The BBC must now look to renew Top Gear for 2016. This will be a big challenge and there is no point in pretending otherwise. I have asked Kim Shillinglaw to look at how best we might take this forward over the coming months. I have also asked her to look at how we put out the last programmes in the current series.”
Jeremy has been fired despite petitions garnering over one million signatures from Top Gear fans. He has since changed his twitter handle to “I used to be a presenter on the BBC2 motoring show, Top Gear.”
BBC’s decision to postpone the remaining episodes of Top Gear has seen it lose millions of viewers and receive thousands of complaints.
The latest episodes which were to be aired on Sunday night were replaced by a Red Arrows documentary which pulled in just one million viewers – compared to the five million who regularly tune in for the popular motoring show.
The BBC has refused to say how many viewers have contacted it about its decision to suspend Jeremy Clarkson and postpone the remaining episodes but it is believed to be in the thousands.
Communications watchdog Ofcom said it had received more than 100 complaints, with a spokesman saying it will take no action as it “can only assess a breach of the broadcasting code if a show has actually aired”.
The BBC’s inquiry into Clarkson’s Top Gear “fracas” has started – less than a week since it announced the presenter was suspended after allegedly punching producer Oisiin Tymon after filming for the show during a row over a hot meal at a hotel.
A BBC spokesman said: “The BBC’s position is the one we set out in a statement last week. We have an investigation led by Ken MacQuarrie to establish the facts and people should wait for the outcome of that.”
Jeremy Clarkson, the popular host of the car program “Top Gear” was suspended by the BBCon Tuesday after a mysterious “fracas” with a producer.
Mr. Clarkson, 54, known to make impolite comments about foreigners and then apologizing. BBC had put him on a “final warning” last year for his behavior after he used a racist word during filming.
At the time, Mr. Clarkson said, somewhat jokingly, that the BBC had told him he would be fired if he made “one more offensive remark, anywhere, at any time.”
He has had issues before including some that are deemed racist.
In October, Mr.

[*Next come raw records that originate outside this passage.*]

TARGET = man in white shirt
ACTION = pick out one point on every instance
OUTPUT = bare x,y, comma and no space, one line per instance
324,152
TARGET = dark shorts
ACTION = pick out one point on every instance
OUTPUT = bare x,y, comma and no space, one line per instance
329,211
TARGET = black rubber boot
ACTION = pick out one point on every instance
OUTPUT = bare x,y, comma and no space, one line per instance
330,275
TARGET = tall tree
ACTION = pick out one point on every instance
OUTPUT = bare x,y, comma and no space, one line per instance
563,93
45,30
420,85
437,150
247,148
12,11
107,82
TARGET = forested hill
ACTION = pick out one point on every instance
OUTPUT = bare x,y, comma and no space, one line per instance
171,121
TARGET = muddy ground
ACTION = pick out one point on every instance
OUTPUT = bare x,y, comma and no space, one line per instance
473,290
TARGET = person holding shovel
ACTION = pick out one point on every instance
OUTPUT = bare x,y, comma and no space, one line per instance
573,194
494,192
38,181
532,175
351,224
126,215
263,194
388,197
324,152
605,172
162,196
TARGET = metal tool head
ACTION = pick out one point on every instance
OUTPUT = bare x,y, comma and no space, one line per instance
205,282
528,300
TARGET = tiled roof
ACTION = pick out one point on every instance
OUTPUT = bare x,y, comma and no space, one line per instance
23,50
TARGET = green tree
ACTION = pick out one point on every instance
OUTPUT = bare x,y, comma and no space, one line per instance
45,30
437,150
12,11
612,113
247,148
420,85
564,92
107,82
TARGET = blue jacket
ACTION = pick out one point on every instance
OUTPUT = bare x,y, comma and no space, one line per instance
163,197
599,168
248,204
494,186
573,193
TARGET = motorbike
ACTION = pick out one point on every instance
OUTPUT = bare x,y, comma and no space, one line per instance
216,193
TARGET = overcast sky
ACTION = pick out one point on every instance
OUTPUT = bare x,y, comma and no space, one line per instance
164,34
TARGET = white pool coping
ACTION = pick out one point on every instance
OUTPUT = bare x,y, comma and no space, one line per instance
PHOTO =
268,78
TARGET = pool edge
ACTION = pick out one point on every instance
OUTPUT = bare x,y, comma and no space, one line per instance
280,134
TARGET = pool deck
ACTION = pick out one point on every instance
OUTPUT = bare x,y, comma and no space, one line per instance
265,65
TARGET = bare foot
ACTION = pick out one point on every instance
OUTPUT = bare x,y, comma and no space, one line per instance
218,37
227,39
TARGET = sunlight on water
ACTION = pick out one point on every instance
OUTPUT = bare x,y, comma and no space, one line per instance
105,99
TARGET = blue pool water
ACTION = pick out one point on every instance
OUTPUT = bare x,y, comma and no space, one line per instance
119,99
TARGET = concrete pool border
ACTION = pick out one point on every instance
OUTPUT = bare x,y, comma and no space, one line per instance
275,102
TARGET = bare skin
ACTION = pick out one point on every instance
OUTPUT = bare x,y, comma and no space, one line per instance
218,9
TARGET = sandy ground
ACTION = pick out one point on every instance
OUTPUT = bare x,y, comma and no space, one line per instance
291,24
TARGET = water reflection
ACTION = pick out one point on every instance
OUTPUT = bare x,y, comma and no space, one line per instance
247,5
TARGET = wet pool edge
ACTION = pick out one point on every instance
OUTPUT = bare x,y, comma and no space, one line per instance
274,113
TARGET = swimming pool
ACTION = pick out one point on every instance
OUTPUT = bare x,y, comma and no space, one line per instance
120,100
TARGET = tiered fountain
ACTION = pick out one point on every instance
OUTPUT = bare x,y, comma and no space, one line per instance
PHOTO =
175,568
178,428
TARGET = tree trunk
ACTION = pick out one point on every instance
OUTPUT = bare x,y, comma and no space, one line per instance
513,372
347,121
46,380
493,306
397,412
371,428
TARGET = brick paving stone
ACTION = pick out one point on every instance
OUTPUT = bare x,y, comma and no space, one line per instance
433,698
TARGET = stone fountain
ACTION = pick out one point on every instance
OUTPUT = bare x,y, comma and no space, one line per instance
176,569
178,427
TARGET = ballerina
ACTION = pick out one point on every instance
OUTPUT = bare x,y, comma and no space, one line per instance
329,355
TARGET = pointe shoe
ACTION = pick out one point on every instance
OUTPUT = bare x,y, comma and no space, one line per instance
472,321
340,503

Clarkson and his crew had to flee Argentina after allegedly being attacked by local residents in an incident over a license plate. Mr. Clarkson was driving a car with the plate number H982 FLK, which was understood to be a reference to the British military victory over Argentina in the Falkland Islands war of 1982.
Mr. Clarkson and his team insisted — with a wink — that they had no idea what the license plate meant. But most observers saw it as a typical Clarkson ploy to seem both naughty and patriotic.
Last year the show was censured for breaching broadcasting rules after Mr. Clarkson used a derogatory word for Asian people in a program from Myanmar.
In May 2014, video footage that was not intended for broadcast appeared to show Mr. Clarkson using a racist term while reciting the nursery rhyme “eeny, meeny, miney, moe.” He later apologized and begged forgiveness, denying that he had uttered the slur but admitting “that it sounds like I did.”
Similarly, in January 2012, Indian diplomats complained about a program from the country in which Mr. Clarkson described a car fitted with a toilet as “perfect for India because everyone who comes here gets the trots.
”The year before, the BBC apologized to Mexico after Mr. Clarkson and his co-hosts characterized Mexicans as “lazy” and “feckless.” The show has also mocked Germans, Romanians and Albanians, among others.